If you think you’re in need of immediate help, you can contact the National Suicide Prevention Lifeline at 1-800-273-8255 or by dialing 988. Or you can reach the Crisis Text Line by texting HOME to 741741.
What is cognitive health?
Cognitive health is the ability to think clearly, remember, and learn. It can often change with age. Many older adults experience changes in thinking ability and memory.
Making small changes in daily life can help you maintain and improve cognitive health. In a study with 3000 participants, researchers found that the following 5 healthy lifestyle factors played a big role in maintaining cognitive health:
- Not smoking
- Eating a high-quality Mediterranean diet
- Not drinking large quantities of alcohol
- Engaging in mentally stimulating activities like playing games or writing.

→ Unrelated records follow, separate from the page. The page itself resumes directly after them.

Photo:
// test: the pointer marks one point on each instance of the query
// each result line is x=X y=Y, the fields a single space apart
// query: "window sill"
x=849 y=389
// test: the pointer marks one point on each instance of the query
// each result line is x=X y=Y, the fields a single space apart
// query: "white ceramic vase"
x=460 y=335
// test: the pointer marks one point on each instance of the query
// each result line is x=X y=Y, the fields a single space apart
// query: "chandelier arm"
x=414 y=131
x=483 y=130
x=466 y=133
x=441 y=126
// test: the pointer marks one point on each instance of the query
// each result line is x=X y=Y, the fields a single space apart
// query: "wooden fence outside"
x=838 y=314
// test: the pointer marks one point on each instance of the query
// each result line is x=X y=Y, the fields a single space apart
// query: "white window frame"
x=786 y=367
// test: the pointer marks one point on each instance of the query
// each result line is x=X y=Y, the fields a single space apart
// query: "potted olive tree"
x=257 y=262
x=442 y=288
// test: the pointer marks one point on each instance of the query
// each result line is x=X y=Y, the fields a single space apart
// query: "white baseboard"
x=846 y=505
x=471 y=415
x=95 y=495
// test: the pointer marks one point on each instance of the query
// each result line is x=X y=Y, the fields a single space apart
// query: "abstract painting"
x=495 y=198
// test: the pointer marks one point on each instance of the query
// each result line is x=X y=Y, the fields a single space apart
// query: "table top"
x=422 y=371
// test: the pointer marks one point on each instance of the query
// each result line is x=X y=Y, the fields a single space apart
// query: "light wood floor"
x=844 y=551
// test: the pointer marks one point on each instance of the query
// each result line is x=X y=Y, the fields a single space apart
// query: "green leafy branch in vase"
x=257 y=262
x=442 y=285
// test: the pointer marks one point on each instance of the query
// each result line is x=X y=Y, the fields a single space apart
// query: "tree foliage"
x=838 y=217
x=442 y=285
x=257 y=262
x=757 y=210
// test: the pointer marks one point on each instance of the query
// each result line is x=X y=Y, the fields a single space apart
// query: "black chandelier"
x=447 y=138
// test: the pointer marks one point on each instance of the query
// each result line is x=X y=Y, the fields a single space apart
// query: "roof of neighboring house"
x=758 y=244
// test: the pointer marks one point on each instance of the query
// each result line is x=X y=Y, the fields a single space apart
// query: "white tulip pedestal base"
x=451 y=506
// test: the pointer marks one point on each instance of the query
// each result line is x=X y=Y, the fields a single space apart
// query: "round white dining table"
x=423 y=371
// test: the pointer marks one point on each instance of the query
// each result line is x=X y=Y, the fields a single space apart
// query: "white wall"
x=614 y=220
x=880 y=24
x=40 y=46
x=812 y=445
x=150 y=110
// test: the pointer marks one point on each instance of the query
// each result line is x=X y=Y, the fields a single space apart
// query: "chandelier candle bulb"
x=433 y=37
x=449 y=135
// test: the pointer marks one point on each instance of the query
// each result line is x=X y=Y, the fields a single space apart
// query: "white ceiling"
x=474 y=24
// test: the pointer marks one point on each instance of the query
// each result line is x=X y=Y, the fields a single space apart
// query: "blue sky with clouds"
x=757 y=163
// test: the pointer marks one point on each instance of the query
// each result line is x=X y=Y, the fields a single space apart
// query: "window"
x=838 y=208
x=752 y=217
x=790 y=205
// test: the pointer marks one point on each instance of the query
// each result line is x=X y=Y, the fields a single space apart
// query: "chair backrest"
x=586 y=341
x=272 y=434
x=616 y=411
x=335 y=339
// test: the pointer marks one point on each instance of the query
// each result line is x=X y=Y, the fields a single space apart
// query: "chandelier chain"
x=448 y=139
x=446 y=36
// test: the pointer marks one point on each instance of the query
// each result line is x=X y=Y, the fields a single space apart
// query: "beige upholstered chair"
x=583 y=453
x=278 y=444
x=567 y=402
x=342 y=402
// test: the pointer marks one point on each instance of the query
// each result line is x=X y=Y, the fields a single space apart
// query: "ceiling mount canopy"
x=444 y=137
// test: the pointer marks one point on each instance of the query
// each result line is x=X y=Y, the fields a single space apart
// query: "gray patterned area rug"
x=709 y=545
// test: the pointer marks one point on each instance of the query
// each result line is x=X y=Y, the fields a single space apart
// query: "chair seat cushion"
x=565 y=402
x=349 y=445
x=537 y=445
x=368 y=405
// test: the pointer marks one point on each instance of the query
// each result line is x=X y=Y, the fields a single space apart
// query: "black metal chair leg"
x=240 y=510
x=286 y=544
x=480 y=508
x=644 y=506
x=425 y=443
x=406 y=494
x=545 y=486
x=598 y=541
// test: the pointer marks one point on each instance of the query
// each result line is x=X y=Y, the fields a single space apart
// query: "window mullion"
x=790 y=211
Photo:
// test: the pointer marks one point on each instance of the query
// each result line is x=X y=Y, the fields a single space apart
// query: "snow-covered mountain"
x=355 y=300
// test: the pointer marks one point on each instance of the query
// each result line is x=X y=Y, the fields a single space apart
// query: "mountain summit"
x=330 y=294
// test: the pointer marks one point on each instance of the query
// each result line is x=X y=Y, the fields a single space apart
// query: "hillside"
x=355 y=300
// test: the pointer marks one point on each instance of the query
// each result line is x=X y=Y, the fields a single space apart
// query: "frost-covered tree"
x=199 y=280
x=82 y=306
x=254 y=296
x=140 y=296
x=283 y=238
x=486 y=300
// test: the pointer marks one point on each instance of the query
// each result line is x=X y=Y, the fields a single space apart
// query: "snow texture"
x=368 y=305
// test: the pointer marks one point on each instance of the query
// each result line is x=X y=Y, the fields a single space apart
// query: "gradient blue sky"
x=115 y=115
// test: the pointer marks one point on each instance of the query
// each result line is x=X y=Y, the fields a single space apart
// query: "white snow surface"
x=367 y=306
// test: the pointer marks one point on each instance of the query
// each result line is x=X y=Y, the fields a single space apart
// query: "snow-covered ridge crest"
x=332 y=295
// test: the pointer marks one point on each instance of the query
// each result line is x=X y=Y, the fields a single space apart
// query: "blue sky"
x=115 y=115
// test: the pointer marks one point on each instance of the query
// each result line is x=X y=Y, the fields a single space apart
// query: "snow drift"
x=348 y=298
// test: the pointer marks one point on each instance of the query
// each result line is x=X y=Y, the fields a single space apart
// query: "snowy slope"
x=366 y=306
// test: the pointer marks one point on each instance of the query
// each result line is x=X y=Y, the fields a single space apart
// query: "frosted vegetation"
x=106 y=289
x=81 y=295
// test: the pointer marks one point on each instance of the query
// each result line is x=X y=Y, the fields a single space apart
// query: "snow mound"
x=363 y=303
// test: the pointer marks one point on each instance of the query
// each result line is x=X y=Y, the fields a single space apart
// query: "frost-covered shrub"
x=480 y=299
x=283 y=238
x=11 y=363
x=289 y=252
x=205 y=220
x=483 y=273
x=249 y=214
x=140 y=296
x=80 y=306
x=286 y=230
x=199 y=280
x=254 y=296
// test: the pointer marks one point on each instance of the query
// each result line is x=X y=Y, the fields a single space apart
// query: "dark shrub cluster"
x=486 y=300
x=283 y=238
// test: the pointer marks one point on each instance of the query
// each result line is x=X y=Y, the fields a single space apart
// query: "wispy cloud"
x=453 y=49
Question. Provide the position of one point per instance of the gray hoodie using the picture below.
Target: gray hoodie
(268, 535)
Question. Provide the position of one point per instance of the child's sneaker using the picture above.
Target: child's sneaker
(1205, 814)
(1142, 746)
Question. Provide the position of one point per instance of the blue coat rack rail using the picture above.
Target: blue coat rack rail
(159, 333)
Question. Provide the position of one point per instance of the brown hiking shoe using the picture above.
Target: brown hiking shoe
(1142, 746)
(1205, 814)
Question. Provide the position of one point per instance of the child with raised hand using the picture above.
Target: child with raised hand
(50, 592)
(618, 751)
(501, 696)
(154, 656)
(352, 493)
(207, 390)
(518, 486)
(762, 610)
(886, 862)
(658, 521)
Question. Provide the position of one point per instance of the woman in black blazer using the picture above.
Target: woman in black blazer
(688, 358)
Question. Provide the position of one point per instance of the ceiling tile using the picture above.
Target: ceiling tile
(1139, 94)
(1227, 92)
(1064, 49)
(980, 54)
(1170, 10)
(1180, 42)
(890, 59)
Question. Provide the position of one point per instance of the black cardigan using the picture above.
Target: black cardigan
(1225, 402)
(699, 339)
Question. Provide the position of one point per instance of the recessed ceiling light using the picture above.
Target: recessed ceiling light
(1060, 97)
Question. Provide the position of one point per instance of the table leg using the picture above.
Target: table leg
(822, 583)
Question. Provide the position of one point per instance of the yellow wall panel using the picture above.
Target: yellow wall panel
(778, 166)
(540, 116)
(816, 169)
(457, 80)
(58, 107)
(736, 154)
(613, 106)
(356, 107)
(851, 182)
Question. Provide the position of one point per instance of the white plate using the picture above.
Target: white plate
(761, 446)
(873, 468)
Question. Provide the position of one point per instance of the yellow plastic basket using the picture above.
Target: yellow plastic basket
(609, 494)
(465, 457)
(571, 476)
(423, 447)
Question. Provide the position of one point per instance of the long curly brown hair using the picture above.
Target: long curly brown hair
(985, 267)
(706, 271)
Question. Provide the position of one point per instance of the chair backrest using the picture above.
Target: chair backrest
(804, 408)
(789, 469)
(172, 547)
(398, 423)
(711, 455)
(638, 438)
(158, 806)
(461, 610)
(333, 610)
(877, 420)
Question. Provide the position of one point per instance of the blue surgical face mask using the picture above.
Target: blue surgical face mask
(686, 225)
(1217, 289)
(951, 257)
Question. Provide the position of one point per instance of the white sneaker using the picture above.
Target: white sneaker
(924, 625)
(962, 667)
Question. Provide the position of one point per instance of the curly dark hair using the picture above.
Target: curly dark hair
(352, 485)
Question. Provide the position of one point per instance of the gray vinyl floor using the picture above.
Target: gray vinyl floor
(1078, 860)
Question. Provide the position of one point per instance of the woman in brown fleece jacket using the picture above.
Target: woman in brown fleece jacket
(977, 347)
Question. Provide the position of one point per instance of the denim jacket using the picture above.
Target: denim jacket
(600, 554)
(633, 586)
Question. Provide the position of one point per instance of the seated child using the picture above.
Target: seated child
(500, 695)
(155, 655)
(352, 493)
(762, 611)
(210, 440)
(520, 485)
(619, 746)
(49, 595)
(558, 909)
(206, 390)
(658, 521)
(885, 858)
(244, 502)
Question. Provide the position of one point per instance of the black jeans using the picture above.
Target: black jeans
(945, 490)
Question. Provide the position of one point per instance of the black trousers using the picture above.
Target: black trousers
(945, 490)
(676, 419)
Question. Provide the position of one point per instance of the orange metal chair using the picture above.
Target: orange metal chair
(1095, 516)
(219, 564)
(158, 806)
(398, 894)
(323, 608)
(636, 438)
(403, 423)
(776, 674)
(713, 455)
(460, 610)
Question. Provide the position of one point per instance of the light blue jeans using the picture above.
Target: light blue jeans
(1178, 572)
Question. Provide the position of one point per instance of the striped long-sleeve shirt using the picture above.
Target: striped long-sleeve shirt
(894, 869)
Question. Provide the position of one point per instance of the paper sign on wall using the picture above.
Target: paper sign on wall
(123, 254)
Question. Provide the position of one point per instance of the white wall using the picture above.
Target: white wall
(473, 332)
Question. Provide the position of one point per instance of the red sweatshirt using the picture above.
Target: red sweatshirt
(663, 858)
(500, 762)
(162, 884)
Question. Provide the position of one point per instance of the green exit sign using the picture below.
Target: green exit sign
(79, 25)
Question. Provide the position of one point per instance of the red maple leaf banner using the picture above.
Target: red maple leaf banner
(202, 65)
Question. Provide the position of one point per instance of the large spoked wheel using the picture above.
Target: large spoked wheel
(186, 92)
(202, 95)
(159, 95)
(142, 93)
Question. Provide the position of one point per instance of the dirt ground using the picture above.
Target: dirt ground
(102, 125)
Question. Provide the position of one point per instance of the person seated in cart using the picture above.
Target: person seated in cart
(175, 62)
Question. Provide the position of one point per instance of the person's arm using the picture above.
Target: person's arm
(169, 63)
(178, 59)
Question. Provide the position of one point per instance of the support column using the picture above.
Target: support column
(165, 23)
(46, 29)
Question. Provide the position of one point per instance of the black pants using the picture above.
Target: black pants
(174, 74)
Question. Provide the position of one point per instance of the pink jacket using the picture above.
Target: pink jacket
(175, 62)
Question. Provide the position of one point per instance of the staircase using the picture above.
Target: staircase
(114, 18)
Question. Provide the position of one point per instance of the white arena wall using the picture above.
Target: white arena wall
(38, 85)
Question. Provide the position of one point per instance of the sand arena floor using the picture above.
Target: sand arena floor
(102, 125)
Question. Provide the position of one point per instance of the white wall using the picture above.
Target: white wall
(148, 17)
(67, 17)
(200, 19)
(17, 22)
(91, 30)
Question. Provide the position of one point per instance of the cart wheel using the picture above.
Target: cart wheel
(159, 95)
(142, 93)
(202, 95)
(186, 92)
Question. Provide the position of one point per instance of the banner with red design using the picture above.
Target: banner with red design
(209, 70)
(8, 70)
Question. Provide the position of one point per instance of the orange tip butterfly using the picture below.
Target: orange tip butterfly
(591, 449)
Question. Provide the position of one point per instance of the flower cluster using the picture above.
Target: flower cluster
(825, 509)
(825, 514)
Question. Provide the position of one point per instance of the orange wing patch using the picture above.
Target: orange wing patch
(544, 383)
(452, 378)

- At least 150 minutes every week of moderate to vigorous intensity physical activity
Researchers found that following these lifestyle choices greatly reduced the chances of developing Alzheimer's disease.
Those who took part in at least 4 healthy lifestyle choices, actually had a 60% lower risk of developing Alzheimer's disease.
Healthy Aging Month Conclusion
Healthy Aging Month is a month dedicated to spreading awareness and educating people on the importance of maintaining health throughout the natural state of aging.
Learning the best practices to improve health as we age can help us live longer, higher-quality lives.